E.D.: Si l’on contente de faire des études et d’attendre des années pour publier des résultats qui viennent au fond confirmer ce que des études antérieures ont déjà relevé, je ne peux que réagir avec une impatience croissante.

Il s’agit maintenant d’agir: le monde politique et l’économie doivent être placés devant leurs responsabilités. Nous disposons de suffisamment d’études et je souhaiterais que l’argent soit utilisé à d’autres choses.

swissinfo: Les personnes concernées sont victimes d’un sentiment de honte et ont tendance à dissimuler leur problème. Comment faire pour briser ce tabou psychologique?

E.D.: En abordant directement le problème. Quand les personnes concernées se manifestent, il s’agit de ne pas tourner autour du pot, mais d’attaquer le problème d’une manière pragmatique et de se fixer des objectifs.

Interview swissinfo: Gaby Ochsenbein
(Traduction de l’allemand Bertrand Baumann)

La Journée mondiale de l’alphabétisation, le 8 septembre, vise à sensibiliser l’opinion à la réalité de l’illettrisme et de l’analphabétisme qui touche 860 millions de personnes, soit un cinquième de la population adulte dans le monde.
En Suisse, on recense près de 500’000 adultes qui ne savent ni lire ni écrire correctement.

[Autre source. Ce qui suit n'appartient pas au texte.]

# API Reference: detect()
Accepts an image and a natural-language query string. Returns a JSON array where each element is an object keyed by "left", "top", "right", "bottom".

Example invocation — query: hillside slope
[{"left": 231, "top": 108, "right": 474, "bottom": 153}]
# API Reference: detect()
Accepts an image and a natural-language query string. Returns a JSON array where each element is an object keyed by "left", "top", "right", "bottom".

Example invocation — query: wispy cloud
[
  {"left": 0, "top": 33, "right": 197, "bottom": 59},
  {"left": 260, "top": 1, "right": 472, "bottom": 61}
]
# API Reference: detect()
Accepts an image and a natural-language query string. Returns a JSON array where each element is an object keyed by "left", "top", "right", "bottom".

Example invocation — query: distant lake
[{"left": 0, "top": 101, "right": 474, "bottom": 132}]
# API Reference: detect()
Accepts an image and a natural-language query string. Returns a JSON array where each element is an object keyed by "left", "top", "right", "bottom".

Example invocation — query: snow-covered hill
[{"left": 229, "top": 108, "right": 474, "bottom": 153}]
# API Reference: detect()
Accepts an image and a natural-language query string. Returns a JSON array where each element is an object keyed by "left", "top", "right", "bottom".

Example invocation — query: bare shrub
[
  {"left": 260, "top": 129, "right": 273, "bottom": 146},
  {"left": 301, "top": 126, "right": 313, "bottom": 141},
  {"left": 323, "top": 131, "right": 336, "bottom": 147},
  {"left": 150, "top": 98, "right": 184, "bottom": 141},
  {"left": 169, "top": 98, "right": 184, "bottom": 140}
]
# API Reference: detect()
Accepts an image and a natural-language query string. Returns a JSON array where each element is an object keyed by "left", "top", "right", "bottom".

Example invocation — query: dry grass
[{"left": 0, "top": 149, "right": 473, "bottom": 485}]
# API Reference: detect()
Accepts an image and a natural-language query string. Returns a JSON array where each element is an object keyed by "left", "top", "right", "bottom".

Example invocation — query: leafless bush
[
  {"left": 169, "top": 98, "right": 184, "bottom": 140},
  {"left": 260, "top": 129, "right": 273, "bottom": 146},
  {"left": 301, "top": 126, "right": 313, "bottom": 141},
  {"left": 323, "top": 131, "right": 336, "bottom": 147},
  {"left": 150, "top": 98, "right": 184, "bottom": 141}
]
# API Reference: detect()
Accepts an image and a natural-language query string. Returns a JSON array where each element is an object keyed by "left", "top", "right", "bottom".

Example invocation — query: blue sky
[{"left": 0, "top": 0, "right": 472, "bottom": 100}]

On les quelifie d’illettrés ou analphabètes fonctionnels.
A l’opposé des analphabètes, qui n’ont été que peu ou jamais scolarisés, un analphabète fonctionnel a, en règle générale, suivi la scolarité obligatoire.

– Le 8 septembre, journée mondiale de l’alphabétisation, le Festival de la formation 05 (du 1er au 11 septembre) se penchera sur le thème «Alphabétisation – Illettrisme».

– Ce jour-là, l’association faîtière «Lire et écrire» organise conjointement avec la Fédération suisse pour la formation continue (FSEA) une journée de sensibilisation de l’opinion publique au niveau suisse.

– Toute la campagne est soutenue par la commission suisse pour l’Unesco, l’Office fédéral de la culture et le Forum Education permanente.

– L’Association faîtière «Lire et écrire» pour adultes en Suisse alémanique a été fondée le 07.05.1985.